PART I: Yates County is not accurately represented, says FLEDC chief Griffin

ACT Rochester, an initiative of the Rochester Area Community Foundation, recently released their “Community Report Card” on the Greater Rochester region and on each of its nine-counties: Genesee, Livingston, Monroe, Ontario, Orleans, Seneca, Wayne, Wyoming, and Yates.

“Since 2013, ACT Rochester reports using Census data have driven community action to address poverty as well as racial and ethnic inequities,” says Jennifer Leonard, president and CEO of Rochester Area Community Foundation. “Good data also drives resources to our community from the state and federal governments.” The Community Report Card is an aggregation of data from more than 100 community indicators; measures that help describe economic, environmental, social, or cultural conditions over time.

ACT states that overall, the Report Card shows the region is performing as well or better than New York State in two of eight areas: Community Vitality and Housing; slightly worse than the state in Children and Youth, Economic Security and Public Safety; and trails the state by 10% or more include the Economy, Education, and Health. Long-term trends are improving in Education for all nine counties, and improving or unchanged for Children and Youth. 

Data for indicators in the Report Card are from different years, ranging from 2016 to 2019.

ACT expects the regional indicators could change significantly in ACT Rochester’s 2021 Report Cards as a result of the coronavirus, federal, state, and local elections, and/or the 2020 U.S. Census.

Steve Griffin, CEO of the Finger Lakes Economic Development Center (Yates County’s sole industrial/economic development agency) has been critical of these report cards in the past. “Namely, because I do not believe they paint an accurate portrayal of the ‘health’ of Yates County,” he says. “Overall, I’m simply frustrated that their report pays little attention to the amazing growth Yates County has been experiencing.”

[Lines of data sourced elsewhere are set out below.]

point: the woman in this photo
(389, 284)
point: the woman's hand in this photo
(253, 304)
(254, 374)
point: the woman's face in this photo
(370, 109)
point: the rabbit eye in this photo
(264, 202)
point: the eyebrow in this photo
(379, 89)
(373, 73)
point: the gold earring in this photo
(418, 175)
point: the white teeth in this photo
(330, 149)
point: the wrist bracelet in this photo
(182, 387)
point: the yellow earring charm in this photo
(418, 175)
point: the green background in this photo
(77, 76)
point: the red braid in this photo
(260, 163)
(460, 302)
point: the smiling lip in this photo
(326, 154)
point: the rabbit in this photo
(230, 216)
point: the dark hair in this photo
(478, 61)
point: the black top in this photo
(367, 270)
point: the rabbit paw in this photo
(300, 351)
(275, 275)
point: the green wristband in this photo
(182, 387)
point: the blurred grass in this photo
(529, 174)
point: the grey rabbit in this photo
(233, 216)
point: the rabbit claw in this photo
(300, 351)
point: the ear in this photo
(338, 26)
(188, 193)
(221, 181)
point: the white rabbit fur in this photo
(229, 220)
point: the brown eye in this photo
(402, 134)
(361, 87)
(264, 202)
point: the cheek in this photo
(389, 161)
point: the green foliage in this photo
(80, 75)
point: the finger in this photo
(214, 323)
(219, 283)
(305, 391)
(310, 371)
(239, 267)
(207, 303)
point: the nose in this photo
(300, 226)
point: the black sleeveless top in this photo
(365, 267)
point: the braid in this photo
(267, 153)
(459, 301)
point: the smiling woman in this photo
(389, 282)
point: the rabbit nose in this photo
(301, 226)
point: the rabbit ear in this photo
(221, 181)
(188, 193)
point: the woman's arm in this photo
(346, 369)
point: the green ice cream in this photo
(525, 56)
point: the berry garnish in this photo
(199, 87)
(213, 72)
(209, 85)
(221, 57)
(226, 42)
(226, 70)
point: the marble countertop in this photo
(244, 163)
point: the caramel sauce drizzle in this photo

Griffin continues to be concerned over the lack of accounting our substantial Mennonite population has on many of their data sets, such as early prenatal care, education levels, uninsured individuals, disengaged youth, etc. “I realize the report cards and data are stated in such a way to help draw attention to some serious challenges the region and Yates County have, and I understand the report cards can’t be all things to all people,” says Griffin. “However, I remain very concerned that the report on Yates County is not an accurate picture of our County’s true health.  Prior to the recent COVID-19 outbreak, our unemployment figures were remarkably low; as few as 13 people were receiving unemployment benefits toward the end of 2019. Attracting employees is the biggest challenge our employers have. Our employers are probably not helped in their attempts to recruit prospective employees contemplating making to the move to Yates County if they came across this report.  That is why I am concerned that this report needs to be accurate given the large publicity the release of it receives.” 

Local leaders and ACT Rochester urge residents to complete their U.S. Census. Local representation, financial aid and services, as well as data for ACT Rochester indicators, are sourced from the Census.